İçemizde ise TUFAD Üyesi antrenör sayısı ise 52’dir.

1984 yılında profesyonel hayata başladığında iki antrenörle yetinen İnegölspor’un günümüzdeki teknik adam kadrosu 15’in altına
inmemektedir.

Tarihsel sürece ara verip, Antrenörlüğü yakından tanımaya çalışırsak “Antrenörler, yetiştirdikleri sporculara, spor kurallarını ve stratejilerini gösteren, onları yarışmalara hazır hale getiren, sporcuların kabiliyetlerini fark ederek, onlara uyumlu bir disiplin oluşturup onları yarışmalarda hazır hale getiren iyi bir örnek, lider ve bir spor eğitmenleridir.”

“Türkiye’de toplumsal ve kültürel olarak, antrenörler rol model alınan, aileler tarafından sözüne güvenilen bireyler olarak ön plandadır.

Futbolcunun hocasına inanmasıyla birlikte her gün onun söylediği sözlere kulak kabartması, her sözünü futbolcu olmaya dair bir işaret algılayıp zihnine kazıması, antrenörlerin çocukların dünyasındaki mertebesini sarsılmaz kılıyor ve futbolculuk yolunda en büyük destekçi olarak antrenöre sarılıyorlar.

“Okulda öğretmene, bir zanaata verince de ustaya, futbolda da antrenöre söylenen bir kelime vardır.
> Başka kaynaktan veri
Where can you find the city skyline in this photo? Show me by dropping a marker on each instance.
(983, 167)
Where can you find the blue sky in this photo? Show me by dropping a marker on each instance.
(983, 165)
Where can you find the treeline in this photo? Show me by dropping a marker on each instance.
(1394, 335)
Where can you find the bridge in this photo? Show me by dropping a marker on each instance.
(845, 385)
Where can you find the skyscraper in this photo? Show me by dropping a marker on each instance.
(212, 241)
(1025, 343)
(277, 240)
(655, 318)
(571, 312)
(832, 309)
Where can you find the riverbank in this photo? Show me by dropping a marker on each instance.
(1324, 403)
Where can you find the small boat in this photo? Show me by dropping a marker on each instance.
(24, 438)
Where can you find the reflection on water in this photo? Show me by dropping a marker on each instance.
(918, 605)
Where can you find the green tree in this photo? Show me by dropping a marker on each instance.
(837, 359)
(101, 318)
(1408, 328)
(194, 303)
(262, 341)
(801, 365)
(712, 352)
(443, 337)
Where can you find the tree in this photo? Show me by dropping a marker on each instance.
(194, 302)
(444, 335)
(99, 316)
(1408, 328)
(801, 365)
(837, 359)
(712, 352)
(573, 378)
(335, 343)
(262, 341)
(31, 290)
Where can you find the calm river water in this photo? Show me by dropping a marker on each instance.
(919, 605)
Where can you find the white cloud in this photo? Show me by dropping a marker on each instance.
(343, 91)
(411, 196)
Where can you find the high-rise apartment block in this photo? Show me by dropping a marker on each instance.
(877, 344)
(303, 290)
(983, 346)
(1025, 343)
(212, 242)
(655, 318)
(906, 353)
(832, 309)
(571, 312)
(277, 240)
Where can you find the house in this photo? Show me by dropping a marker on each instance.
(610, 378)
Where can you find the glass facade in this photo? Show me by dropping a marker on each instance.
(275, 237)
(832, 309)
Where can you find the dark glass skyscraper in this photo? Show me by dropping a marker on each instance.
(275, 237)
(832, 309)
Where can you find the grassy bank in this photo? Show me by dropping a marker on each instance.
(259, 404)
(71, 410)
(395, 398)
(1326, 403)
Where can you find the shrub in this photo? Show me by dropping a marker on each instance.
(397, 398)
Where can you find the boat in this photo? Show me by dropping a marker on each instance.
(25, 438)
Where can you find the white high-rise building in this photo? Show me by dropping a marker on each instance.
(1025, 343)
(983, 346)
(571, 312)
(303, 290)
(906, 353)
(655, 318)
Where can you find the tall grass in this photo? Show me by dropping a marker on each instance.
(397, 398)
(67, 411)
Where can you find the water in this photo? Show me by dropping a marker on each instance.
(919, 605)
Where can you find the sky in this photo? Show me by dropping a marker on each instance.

Eti senin kemiği benim sözcüğü, aileler çocuklarını böyle emanet ederler.”

Antrenöre sevgi ve güveni ortaya koyan örnekler çoktur. Özellikle altyapı takımlarında çocuğu olan ebeveynlerin çocuklarından beklentilerinde antrenöründen yardım isterler, hatta şikâyet de ederler.

Çocuğum derslerine pek çalışmıyor, erken yatmıyor, gece sokağa çıkıyor, beslenmesine yeteri kadar dikkat etmiyor gibi.

Öğrenmek de, öğretmek de insanı mutlu eden eylemlerdir. Özellikle alt yaş gruplarındaki antrenörlerin meslektaşlarına göre daha da şanslı olduklarını düşünüyorum.

Merhum Feridun Kızıltangil’in mobilya sanayiindeki öğle paydoslarında top oynayan çıraklara: “Oğlum kafana göre değil taktiğe göre” deyişindeki mutluluğu,

Merhum İrfan Kocabıyık’ın forma, şort ve tozluklarını zorlukla tedarik ettiği gençleri sahada bir örnek görmekten duyduğu mutluluğu,

Merhum Refik Koç’un alt yapı yaş gruplarındaki çocuklardan daha fazla enerji harcadığını unutmak mümkün değildir.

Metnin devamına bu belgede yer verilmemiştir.